The information provided in response to Items 1.01 and 2.01 of this Report is incorporated by reference into this Item 3.02. In connection with the with acquisition of CombineNet, SciQuest will issue 819,970 shares of its common stock to certain former stockholders of CombineNet. Such shares are intended to be issued in a private placement under Section 4(2) of the Securities Act and/or Regulation D under the Securities Act. Each of the recipients of SciQuest common stock meets the accredited investor definition of Rule 501 of the Securities Act.
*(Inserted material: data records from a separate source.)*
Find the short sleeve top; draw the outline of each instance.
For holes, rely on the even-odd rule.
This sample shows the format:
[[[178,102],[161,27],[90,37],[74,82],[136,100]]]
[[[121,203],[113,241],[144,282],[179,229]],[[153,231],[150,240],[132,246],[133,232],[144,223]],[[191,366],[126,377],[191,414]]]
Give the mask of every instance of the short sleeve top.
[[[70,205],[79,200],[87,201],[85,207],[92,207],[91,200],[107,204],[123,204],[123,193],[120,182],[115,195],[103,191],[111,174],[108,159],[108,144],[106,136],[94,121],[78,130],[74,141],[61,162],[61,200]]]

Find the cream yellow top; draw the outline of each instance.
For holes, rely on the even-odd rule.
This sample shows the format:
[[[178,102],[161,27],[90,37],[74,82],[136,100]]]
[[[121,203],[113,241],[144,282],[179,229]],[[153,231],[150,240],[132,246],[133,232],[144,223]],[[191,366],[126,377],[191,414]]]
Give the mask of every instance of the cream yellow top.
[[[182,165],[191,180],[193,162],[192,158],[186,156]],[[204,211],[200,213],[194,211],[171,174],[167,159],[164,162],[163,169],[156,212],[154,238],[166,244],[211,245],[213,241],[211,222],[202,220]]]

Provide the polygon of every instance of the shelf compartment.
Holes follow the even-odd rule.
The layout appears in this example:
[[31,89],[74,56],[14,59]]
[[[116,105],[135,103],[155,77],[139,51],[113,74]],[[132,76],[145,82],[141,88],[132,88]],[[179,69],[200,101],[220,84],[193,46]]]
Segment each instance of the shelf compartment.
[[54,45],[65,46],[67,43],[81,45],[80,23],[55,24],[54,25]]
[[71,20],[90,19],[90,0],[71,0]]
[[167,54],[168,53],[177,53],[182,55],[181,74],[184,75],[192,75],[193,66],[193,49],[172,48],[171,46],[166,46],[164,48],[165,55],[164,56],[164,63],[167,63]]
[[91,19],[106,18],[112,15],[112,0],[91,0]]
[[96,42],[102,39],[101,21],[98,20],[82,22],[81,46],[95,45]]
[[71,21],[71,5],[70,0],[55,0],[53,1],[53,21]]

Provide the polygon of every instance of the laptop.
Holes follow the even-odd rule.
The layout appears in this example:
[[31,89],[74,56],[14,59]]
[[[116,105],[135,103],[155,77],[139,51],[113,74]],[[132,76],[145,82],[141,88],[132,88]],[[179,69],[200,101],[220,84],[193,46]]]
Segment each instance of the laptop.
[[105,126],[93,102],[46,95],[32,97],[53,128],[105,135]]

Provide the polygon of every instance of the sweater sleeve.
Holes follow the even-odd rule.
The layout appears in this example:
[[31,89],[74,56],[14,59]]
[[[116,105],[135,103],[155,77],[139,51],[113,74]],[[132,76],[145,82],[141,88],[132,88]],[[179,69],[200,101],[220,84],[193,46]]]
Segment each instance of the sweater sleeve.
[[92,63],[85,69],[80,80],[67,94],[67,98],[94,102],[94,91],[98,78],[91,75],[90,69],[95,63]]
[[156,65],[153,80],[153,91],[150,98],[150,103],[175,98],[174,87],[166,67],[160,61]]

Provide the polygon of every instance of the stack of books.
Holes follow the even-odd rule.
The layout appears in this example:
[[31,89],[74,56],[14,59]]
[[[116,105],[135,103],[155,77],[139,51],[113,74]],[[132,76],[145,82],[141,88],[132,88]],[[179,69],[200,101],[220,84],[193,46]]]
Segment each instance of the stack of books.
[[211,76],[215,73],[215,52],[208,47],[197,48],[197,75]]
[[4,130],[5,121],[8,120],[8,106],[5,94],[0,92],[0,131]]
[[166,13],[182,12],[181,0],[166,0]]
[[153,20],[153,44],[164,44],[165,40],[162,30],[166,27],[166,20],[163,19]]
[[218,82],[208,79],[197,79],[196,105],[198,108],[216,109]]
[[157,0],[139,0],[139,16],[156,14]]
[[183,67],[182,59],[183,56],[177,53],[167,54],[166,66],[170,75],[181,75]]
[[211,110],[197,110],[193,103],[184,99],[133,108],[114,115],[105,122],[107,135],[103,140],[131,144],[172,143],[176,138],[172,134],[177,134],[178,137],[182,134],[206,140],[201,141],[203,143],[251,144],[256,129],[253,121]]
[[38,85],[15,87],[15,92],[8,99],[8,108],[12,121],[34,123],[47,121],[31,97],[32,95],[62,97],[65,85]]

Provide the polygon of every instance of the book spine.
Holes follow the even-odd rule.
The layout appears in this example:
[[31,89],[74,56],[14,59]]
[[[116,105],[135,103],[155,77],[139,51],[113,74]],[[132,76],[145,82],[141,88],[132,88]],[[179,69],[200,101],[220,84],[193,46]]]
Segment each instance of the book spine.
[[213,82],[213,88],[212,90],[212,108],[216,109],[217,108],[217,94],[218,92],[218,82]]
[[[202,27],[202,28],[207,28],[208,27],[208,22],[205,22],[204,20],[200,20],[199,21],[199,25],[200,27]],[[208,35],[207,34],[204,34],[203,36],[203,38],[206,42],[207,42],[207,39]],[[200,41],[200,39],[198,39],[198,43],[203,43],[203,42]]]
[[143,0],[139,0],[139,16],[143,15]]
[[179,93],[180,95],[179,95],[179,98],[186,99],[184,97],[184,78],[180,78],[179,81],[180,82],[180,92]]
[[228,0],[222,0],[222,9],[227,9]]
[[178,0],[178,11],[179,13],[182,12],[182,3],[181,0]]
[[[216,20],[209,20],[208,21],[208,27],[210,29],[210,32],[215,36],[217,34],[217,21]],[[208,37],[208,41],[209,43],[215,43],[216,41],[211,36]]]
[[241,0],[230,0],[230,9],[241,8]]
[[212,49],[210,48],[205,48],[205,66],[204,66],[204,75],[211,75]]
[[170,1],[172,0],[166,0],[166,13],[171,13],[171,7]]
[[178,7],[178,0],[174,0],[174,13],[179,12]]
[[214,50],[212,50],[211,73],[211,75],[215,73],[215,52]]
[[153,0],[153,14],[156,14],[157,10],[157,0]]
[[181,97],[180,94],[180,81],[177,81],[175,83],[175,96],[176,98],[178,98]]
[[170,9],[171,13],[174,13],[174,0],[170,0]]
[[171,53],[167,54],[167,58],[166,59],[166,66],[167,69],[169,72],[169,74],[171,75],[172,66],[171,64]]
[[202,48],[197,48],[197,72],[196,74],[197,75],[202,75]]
The offering was not conducted in connection with a public offering and no public solicitation or advertisement was made or relied upon by the investor in connection with the offering.


Item 9.01. Financial Statements and Exhibits.

 

(a) Financial Statements of Businesses Acquired.

The financial statements of CombineNet required by this item shall be filed by an amendment to this Report no later than 71 calendar days following the date this Report is required to be filed.

 

(d) Exhibits.

 

Exhibit
No.

  

Description

10.1†    Merger Agreement, dated August 30, 2013, by and among SciQuest, Inc., Liberty Subsidiary Corp., Liberty Second Sub, Inc., CombineNet, Inc. and CombineNet Holdings, LLC, as Stockholders’ Agent
10.2†    Escrow Agreement, dated August 30, 2013, by and among SciQuest, Inc., CombineNet Holdings, LLC and SunTrust Bank, N.A.
99.1    Press Release dated September 3, 2013

 

Schedules and exhibits have been omitted pursuant to Item 601(b)(2) of Regulation S-K. The Company hereby undertakes to furnish supplementally copies of any of the omitted schedules and exhibits upon request by the Securities and Exchange Commission.


Signatures

Pursuant to the requirements of the Securities Exchange Act of 1934, the registrant has duly caused this report to be signed on its behalf by the undersigned hereunto duly authorized.

 

    SCIQUEST, INC.
Date: September 5, 2013    
            By:   /s/ Stephen J. Wiehe
      Stephen J. Wiehe
      President and Chief Executive Officer
      (Principal Executive Officer)


EXHIBIT INDEX

 

10.1    Merger Agreement, dated August 30, 2013, by and among SciQuest, Inc., Liberty Subsidiary Corp., Liberty Second Sub, Inc., CombineNet, Inc. and CombineNet Holdings, LLC, as Stockholders’ Agent
10.2    Escrow Agreement, dated August 30, 2013, by and among SciQuest, Inc., CombineNet Holdings, LLC and SunTrust Bank, N.A.